Vous savez, vous autres, il faut s’exécuter, et payer en monnaie de singe la tasse de thé et le rhum, et les tuiles de l’Illustre Veuve.

(Imitant encore la voix de Mme Jules Ferron.) Et vous Marguerite, vous êtes mugichienne ? nous vous écoutons. Et vous Jâne vous récitez ? et vous Victoire vous chantez ? Toutes y passent, je…

Marguerite interrompit ce flot de paroles, qui de lui-même allait s’arrêter, dans un de ces bâillements dont Berthe était coutumière.

— Allons, allons, vilaine gamine, ne t’emballe pas, tu as rattrapé le temps perdu. Savez-vous qu’hier soir, dans le couloir des chambres, cette incorrigible s’est mise à faire de la boxe avec une « troisième année », qui a eu le nez cassé d’un coup de poing !

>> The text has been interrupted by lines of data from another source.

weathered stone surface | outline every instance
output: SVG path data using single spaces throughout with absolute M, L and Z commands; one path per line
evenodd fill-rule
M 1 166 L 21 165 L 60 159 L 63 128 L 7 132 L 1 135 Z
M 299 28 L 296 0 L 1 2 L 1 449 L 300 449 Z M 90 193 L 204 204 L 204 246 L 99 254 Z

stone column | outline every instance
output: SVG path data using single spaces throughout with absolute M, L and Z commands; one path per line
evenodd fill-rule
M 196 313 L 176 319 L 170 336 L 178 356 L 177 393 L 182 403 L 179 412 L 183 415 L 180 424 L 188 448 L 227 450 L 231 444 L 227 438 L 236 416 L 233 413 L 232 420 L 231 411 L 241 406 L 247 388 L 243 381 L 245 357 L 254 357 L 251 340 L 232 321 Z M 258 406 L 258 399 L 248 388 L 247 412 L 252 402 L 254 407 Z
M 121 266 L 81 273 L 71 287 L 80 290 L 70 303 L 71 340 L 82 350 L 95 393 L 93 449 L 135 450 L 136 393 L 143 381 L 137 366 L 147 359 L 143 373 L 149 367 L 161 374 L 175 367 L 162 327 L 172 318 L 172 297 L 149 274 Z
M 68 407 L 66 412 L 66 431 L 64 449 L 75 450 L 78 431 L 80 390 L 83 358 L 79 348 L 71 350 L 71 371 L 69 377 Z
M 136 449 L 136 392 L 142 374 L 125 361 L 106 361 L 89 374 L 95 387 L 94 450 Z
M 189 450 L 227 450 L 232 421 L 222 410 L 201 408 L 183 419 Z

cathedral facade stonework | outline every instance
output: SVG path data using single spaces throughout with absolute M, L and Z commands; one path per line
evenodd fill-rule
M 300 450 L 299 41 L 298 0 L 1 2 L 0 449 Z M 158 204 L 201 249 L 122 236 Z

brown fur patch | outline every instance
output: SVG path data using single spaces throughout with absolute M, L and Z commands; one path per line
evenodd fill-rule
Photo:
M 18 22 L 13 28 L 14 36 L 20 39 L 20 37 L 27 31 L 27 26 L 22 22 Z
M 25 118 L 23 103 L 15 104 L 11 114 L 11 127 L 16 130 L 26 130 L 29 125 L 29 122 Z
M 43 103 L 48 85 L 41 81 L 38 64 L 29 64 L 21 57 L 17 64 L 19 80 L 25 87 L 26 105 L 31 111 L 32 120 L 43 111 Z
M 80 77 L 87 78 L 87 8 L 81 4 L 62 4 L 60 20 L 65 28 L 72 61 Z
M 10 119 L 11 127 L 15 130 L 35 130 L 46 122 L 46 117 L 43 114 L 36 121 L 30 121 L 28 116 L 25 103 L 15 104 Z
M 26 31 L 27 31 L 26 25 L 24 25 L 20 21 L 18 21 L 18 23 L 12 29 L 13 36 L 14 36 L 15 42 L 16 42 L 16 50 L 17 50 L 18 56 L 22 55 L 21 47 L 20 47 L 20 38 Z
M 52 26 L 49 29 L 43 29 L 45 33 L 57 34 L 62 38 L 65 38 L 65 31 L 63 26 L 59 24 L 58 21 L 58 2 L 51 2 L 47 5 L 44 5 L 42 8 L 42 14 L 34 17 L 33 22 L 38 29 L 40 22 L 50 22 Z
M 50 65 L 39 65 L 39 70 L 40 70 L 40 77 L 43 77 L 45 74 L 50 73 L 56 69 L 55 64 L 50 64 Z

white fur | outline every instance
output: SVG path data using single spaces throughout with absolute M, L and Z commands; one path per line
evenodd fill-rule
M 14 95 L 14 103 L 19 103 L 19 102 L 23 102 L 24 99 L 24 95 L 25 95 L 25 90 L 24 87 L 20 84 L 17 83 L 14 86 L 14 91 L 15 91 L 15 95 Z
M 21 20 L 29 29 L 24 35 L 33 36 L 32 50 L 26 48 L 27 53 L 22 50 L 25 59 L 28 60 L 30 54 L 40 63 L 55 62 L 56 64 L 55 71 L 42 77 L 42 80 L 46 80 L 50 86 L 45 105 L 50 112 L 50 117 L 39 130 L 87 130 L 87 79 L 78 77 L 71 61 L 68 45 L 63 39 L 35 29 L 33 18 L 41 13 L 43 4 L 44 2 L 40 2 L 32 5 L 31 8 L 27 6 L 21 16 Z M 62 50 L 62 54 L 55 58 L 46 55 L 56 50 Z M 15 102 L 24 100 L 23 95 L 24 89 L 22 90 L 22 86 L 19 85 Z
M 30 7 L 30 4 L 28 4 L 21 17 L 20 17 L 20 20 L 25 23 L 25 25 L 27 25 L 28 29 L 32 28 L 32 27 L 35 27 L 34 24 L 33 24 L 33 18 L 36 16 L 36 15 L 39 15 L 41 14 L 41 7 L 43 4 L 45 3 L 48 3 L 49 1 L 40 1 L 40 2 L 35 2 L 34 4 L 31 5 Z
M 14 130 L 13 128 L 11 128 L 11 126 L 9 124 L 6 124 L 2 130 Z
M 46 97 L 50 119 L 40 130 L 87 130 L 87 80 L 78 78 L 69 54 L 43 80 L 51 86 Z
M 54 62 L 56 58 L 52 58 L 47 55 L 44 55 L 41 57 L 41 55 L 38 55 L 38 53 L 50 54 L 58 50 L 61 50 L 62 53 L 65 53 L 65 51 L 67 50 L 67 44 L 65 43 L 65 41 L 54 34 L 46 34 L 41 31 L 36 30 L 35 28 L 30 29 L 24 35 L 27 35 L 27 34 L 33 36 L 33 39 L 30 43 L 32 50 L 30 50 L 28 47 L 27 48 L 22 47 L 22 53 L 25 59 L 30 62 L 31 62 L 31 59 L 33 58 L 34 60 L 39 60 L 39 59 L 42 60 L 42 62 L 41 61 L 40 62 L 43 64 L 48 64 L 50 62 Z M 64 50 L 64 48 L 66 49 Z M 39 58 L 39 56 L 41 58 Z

— C’est vrai, j’ai fait la folle, j’avais de tels grillons dans les jambes, que d’un bout à l’autre du couloir, je me suis ruée sur toutes les épaules que je rencontrais. Mathilde a voulu riposter, et devant sa porte : un, deux, moulinet. (Prudemment les Sèvriennes se mettent hors de portée.) Je lui ai envoyé mon poing en pleine figure : ah ! le beau coup !

— Dis-donc ne recommence pas ; va plutôt quérir Mlle Lonjarrey et racoler Jacqueline, voilà le café qui filtre.

D’un bond Berthe Passy est dehors, et l’on entend, sur les planches sonores du couloir, la bête échappée qui piaffe et se rue chez Mlle Lonjarrey.